If you applied for the Preferred on or after June 15, 2026, you already have the new ratio. If you had the card before June 15, you keep 1:1 until October 1.
Chase announced the change on June 10. The 4:3 ratio hits the Sapphire Preferred, the Ink Business Preferred, and the legacy Ink Plus and Corporate Flex cards. Chase Sapphire Reserve and Sapphire Reserve for Business keep their 1:1 ratio to Hyatt. Translation: Hyatt is being pushed upmarket into a Reserve perk.
The timing bites harder because Hyatt already reset its own award chart on May 20, moving to dynamic pricing that pushed peak-night prices up on most categories. Frequent Miler tracked a Category 4 peak night that used to run 18,000 Ultimate Rewards points now needing about 27,000 with both changes stacked. That is a 50% increase in points for the same room. Category 1 rooms went up roughly 60%.

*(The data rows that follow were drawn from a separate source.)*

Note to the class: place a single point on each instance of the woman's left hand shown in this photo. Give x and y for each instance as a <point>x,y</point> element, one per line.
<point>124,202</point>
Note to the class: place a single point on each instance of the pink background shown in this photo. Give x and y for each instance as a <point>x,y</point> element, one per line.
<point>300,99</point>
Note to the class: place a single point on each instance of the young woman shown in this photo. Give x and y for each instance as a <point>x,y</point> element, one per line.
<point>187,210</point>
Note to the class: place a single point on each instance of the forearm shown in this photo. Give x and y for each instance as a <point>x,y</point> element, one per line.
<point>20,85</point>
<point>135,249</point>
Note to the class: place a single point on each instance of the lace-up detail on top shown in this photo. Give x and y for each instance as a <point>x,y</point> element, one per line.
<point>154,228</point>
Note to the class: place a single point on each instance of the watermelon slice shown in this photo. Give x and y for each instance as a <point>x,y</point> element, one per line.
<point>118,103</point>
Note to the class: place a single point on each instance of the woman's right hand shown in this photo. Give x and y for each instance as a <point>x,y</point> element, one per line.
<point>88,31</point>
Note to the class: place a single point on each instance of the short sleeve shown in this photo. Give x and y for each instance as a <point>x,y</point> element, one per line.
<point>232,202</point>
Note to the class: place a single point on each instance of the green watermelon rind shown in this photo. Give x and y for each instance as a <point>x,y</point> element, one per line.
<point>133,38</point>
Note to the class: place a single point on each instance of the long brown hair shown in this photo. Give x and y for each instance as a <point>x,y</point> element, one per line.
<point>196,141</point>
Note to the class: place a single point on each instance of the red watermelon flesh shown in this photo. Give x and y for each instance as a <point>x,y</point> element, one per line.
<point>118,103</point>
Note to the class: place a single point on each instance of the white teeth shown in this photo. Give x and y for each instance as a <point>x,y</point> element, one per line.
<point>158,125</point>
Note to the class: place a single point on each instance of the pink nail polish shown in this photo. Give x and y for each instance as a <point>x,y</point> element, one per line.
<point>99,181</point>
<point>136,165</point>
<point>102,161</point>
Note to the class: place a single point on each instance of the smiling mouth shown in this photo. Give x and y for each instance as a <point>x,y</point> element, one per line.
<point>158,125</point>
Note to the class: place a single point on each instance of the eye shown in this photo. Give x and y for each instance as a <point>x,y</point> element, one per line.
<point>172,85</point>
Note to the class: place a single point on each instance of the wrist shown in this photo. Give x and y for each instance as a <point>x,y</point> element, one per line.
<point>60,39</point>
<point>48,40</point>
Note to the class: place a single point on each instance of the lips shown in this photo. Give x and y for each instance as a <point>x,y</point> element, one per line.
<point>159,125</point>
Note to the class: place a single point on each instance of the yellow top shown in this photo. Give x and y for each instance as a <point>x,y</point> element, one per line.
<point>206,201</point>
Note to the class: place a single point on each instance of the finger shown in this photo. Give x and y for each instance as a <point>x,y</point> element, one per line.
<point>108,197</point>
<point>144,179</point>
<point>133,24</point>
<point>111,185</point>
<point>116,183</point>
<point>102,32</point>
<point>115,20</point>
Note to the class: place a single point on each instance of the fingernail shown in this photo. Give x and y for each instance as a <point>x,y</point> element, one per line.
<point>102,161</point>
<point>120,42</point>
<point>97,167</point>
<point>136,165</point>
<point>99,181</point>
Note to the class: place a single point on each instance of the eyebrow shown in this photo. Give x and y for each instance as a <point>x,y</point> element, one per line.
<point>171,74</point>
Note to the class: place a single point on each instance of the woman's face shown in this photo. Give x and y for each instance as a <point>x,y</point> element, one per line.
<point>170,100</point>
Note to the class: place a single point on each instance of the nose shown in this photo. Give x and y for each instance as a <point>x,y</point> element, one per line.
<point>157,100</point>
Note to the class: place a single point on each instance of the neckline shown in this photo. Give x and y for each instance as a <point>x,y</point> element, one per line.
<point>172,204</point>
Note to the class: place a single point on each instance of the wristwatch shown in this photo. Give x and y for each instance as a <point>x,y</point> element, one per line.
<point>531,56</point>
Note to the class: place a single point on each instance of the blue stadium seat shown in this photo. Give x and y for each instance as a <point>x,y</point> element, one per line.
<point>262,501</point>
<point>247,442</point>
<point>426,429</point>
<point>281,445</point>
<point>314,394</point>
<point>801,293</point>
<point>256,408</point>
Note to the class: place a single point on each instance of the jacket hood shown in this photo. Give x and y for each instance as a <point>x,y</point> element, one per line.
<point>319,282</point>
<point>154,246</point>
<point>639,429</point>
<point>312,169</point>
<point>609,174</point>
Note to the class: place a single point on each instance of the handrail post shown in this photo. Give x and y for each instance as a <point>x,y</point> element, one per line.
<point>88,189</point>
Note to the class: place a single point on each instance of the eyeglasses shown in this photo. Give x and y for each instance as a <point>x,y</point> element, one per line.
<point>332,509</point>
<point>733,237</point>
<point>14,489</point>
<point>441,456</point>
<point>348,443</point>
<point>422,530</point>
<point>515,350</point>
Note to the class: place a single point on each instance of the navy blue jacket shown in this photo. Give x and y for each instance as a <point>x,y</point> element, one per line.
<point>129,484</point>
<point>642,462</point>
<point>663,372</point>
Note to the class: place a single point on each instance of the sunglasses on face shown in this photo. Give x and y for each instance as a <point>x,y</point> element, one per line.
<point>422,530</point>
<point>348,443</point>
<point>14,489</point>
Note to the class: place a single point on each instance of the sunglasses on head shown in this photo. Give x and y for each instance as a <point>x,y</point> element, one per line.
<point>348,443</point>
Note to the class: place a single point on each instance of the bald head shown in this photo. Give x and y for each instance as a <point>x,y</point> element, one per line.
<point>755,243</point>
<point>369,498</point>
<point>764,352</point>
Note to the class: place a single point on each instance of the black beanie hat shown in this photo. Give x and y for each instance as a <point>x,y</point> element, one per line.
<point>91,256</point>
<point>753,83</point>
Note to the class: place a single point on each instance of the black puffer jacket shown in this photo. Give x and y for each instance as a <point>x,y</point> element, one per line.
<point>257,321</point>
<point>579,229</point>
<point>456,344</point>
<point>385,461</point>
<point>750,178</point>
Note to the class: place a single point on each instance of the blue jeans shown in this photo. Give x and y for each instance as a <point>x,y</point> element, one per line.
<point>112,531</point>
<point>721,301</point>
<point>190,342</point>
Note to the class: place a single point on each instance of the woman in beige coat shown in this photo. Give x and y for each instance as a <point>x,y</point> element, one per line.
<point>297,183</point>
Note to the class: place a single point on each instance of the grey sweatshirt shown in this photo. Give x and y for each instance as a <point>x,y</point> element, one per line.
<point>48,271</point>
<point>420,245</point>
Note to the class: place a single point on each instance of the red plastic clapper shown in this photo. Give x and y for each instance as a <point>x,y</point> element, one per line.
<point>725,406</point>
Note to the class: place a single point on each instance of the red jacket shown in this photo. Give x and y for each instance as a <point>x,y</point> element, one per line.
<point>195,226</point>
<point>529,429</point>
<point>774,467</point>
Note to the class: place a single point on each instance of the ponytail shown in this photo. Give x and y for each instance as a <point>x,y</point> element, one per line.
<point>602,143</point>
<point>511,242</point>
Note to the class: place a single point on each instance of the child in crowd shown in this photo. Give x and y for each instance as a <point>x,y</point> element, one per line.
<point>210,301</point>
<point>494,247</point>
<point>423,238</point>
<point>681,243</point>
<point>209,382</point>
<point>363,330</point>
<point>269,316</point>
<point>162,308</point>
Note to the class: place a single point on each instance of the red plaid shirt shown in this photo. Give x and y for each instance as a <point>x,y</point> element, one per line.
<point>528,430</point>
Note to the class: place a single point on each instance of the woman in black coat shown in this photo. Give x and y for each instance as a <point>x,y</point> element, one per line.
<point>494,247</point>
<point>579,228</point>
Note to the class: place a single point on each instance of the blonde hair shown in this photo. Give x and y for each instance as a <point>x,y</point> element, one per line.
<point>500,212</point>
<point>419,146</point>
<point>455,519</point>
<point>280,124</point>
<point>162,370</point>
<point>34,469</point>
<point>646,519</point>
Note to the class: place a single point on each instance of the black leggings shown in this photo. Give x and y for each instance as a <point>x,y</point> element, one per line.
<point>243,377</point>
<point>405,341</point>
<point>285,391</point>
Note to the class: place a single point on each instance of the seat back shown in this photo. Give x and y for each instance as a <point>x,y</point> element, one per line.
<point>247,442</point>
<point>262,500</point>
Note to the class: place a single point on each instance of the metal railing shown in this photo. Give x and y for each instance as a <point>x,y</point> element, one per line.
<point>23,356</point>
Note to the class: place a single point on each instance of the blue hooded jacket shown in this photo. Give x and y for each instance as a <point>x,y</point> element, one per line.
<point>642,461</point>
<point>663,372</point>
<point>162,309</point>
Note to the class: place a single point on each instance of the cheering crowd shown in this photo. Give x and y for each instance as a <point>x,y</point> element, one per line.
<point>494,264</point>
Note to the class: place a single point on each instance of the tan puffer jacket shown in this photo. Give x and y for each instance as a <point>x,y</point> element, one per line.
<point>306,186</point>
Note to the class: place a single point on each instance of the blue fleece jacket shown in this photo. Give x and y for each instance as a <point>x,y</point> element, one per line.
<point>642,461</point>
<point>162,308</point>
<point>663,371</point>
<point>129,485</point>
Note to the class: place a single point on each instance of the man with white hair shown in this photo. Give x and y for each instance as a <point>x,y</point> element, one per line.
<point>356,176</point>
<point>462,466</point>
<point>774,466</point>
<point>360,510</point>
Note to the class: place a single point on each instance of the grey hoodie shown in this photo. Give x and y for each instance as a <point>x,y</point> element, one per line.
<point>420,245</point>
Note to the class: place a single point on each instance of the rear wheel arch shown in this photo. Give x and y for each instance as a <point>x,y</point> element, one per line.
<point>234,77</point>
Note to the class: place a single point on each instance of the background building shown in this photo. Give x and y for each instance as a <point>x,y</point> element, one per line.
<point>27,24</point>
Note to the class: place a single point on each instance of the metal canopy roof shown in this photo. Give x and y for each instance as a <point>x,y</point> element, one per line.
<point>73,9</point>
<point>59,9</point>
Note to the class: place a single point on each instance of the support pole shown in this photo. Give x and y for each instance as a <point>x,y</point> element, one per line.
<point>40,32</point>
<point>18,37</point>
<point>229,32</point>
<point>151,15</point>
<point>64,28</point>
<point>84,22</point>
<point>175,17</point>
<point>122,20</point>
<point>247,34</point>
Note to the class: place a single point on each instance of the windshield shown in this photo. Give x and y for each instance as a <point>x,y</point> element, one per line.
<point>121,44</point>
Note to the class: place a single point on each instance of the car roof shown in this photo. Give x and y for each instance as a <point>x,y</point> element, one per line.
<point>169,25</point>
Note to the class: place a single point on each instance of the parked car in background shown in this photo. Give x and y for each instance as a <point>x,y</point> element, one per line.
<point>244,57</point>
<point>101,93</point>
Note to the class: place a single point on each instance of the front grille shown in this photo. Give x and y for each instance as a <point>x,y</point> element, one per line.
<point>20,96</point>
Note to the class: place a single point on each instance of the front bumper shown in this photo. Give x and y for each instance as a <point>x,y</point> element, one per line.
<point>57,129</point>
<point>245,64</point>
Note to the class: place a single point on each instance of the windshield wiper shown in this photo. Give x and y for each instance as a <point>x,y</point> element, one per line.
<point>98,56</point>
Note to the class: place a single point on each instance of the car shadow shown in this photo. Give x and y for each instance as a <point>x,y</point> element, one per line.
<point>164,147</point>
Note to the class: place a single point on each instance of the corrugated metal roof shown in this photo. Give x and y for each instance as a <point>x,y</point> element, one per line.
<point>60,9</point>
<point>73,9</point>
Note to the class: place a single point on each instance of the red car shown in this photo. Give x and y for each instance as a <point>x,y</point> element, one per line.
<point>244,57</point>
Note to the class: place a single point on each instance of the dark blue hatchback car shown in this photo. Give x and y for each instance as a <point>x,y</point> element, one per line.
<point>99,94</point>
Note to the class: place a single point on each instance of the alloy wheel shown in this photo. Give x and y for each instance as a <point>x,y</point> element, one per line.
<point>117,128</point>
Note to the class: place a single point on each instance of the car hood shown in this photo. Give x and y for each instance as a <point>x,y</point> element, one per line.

Here’s what they don’t tell you. If you have a Sapphire Preferred and rarely stay at Hyatts, the change costs you nothing. United, Southwest, JetBlue, Marriott, Air Canada, IHG, and the rest of Chase’s transfer partners are still 1:1. But if you’ve been building a Hyatt stash on a Preferred, the strategy that made this card famous just got worse. A category 4 peak weekend that used to cost 60,000 UR points now needs 80,000 UR points.
The Reserve upgrade math also shifted. The $795 annual fee gets easier to justify if you were burning 100,000+ Chase points a year at Hyatt, because Reserve keeps 1:1 and Preferred doesn’t. It’s still an expensive door. Do the math on your actual Hyatt spend, not the theoretical maximum.
Do this now. Log into Chase Ultimate Rewards and check your point balance. If you have a Hyatt stay booked, or one you plan to book in the next six months, transfer the points before October 1. Transfers are instant.
Then decide. If Hyatt was the whole reason you had the Preferred, either upgrade to Reserve (crunch the fee against your Hyatt volume) or shift your points to another partner where 1:1 still works. Southwest Companion Pass strategies, United Excursionist Perk bookings, and Marriott stays all still buy real value at the Preferred’s ratio. Our best travel credit cards list ranks the cards that make sense once the Hyatt cheat code is gone.
If Hyatt wasn’t your play, file this away. Your Preferred still earns 5x on Chase travel and 3x on dining, and every other transfer partner is untouched.
The Preferred is not dead. It just stopped being the cheat code for Hyatt.